Intraprocess multimachine sync'd with PTP still gives >5s latency

Hi!

Thanks for this great project! We've been experimenting in our lab with PTP and ROS2, and wanted to run some benchmarks for various packet sizes. I've just started playing around with this project and wanted to see whether the intraprocess example you give might work between two networks if the time sync is accurate enough!

With PTP, I can confirm that both PC clocks are synchronized to < 1 microsecond

However when I run the test, I seem to be reporting 5+ seconds of latency between the two machines.

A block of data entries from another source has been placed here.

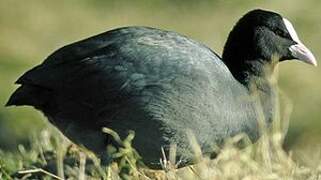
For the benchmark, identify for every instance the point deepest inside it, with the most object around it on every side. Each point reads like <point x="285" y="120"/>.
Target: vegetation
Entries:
<point x="32" y="149"/>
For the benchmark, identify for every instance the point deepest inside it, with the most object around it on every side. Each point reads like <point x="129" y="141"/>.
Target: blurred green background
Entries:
<point x="31" y="30"/>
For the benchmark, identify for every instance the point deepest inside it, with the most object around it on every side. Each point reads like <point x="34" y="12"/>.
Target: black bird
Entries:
<point x="161" y="85"/>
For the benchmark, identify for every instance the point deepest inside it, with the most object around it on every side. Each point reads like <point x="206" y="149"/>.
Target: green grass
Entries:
<point x="31" y="30"/>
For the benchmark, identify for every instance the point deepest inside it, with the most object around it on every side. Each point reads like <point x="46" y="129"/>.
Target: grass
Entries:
<point x="32" y="30"/>
<point x="50" y="159"/>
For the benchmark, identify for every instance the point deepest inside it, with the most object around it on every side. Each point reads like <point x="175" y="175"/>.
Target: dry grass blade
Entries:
<point x="39" y="170"/>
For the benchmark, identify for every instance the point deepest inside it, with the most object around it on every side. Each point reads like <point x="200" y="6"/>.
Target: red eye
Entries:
<point x="279" y="32"/>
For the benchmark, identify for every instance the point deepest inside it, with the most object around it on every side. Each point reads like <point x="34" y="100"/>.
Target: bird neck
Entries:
<point x="260" y="79"/>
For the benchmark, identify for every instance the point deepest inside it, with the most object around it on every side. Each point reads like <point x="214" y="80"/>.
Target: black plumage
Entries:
<point x="161" y="85"/>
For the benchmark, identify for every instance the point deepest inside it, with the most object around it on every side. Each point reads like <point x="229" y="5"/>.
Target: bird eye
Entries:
<point x="279" y="32"/>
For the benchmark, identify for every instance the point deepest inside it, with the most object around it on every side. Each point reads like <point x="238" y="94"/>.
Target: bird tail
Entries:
<point x="29" y="95"/>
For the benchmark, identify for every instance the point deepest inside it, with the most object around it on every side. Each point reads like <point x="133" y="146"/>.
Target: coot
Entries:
<point x="162" y="85"/>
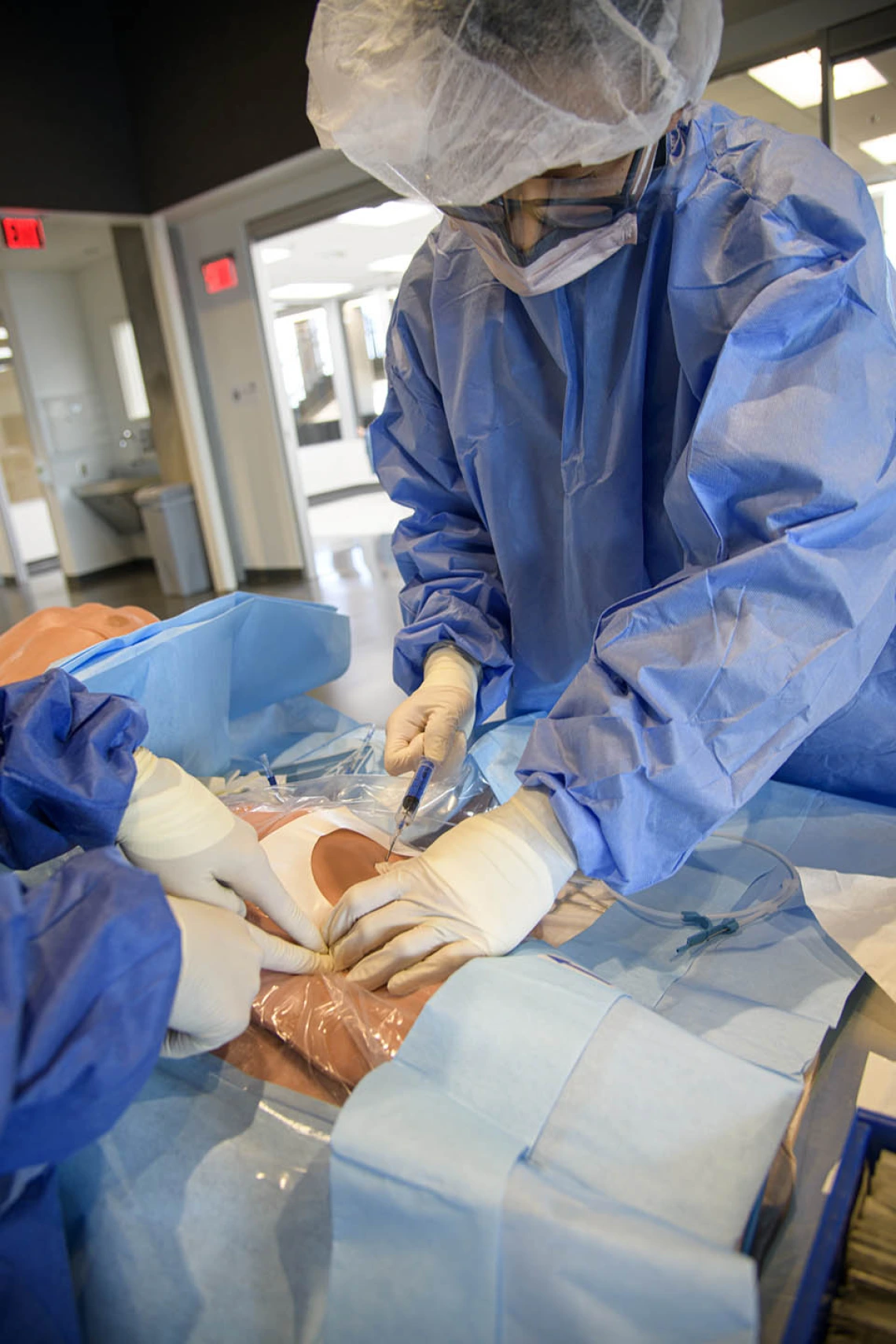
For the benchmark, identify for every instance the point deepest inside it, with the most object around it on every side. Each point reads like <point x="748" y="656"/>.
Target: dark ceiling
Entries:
<point x="130" y="106"/>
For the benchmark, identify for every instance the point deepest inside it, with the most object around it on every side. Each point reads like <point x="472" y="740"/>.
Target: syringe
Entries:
<point x="411" y="800"/>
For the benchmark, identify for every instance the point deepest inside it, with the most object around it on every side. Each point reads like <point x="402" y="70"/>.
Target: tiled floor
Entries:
<point x="356" y="575"/>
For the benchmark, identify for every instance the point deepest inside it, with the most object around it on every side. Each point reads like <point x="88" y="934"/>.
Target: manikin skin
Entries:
<point x="34" y="644"/>
<point x="318" y="1034"/>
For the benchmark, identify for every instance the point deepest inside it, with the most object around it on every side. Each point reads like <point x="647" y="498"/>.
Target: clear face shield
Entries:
<point x="545" y="213"/>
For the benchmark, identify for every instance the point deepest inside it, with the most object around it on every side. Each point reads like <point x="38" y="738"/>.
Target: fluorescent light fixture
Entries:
<point x="390" y="213"/>
<point x="395" y="265"/>
<point x="299" y="291"/>
<point x="130" y="375"/>
<point x="799" y="79"/>
<point x="852" y="77"/>
<point x="883" y="148"/>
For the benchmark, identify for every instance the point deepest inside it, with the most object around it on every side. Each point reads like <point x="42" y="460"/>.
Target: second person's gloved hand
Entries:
<point x="437" y="719"/>
<point x="221" y="961"/>
<point x="176" y="828"/>
<point x="479" y="890"/>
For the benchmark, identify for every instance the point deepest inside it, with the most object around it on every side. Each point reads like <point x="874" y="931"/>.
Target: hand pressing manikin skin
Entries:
<point x="318" y="1034"/>
<point x="321" y="1034"/>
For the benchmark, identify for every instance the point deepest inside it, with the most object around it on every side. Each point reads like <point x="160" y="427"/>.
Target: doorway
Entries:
<point x="28" y="515"/>
<point x="327" y="292"/>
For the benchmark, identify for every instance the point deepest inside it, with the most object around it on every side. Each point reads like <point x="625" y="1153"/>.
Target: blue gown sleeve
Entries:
<point x="453" y="589"/>
<point x="89" y="964"/>
<point x="784" y="505"/>
<point x="66" y="766"/>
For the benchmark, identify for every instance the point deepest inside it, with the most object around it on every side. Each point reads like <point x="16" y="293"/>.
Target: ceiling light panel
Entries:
<point x="883" y="148"/>
<point x="390" y="213"/>
<point x="394" y="265"/>
<point x="799" y="79"/>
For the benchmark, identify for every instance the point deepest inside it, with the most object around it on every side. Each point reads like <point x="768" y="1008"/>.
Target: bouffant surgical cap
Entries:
<point x="458" y="100"/>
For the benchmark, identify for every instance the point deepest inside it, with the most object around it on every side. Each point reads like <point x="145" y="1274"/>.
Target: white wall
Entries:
<point x="102" y="303"/>
<point x="68" y="412"/>
<point x="252" y="444"/>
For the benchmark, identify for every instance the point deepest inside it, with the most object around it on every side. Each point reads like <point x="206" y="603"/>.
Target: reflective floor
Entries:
<point x="356" y="575"/>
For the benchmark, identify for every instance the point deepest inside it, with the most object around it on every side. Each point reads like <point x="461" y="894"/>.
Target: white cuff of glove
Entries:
<point x="531" y="817"/>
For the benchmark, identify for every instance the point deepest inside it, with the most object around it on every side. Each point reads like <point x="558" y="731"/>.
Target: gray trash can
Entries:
<point x="175" y="541"/>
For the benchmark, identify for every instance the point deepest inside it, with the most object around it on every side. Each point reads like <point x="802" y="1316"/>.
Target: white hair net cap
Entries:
<point x="458" y="100"/>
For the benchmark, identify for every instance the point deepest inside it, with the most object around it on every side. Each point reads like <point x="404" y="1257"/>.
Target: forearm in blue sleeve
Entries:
<point x="786" y="501"/>
<point x="89" y="964"/>
<point x="66" y="766"/>
<point x="453" y="589"/>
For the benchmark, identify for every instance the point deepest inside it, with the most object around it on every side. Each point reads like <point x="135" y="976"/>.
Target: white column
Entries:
<point x="183" y="375"/>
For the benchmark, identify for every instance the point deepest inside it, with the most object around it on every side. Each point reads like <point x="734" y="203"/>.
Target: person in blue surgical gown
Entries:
<point x="642" y="406"/>
<point x="100" y="969"/>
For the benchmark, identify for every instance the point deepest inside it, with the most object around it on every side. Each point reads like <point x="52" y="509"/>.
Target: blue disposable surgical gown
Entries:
<point x="89" y="964"/>
<point x="660" y="503"/>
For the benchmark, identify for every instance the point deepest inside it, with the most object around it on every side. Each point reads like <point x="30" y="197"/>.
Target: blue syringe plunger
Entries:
<point x="411" y="800"/>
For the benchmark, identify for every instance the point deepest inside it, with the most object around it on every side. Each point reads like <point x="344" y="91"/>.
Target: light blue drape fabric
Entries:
<point x="225" y="681"/>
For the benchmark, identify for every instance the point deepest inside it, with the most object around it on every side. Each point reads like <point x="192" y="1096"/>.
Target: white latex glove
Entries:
<point x="178" y="829"/>
<point x="437" y="719"/>
<point x="477" y="891"/>
<point x="221" y="959"/>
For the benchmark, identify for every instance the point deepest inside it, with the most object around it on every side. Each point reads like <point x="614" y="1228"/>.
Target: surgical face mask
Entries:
<point x="578" y="230"/>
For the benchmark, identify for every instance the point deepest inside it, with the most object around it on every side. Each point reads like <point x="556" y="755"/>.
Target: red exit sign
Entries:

Machine 1: ./install/performance_test/lib/performance_test/perf_test -c rclcpp-single-threaded-executor --msg Array128 -r 1 -s 1 -p 0 --max-runtime 120 -l log_Array128_1hz_120s_multimachine_sub.json

Machine 2: ./install/performance_test/lib/performance_test/perf_test -c rclcpp-single-threaded-executor --msg Array128 -p 1 -s 0 --max-runtime 120 -r 1 -l log_Array128_1hz_120s_multimachine_pub.json

Using the notebook to plot the latencies (minus the spurios beginning and end) I get: newplot_2_

I was wondering if you might be able to shed some light on what might be happening? No matter what array size or rate I give it the latency remains about the same.

Any thoughts on what might be happening?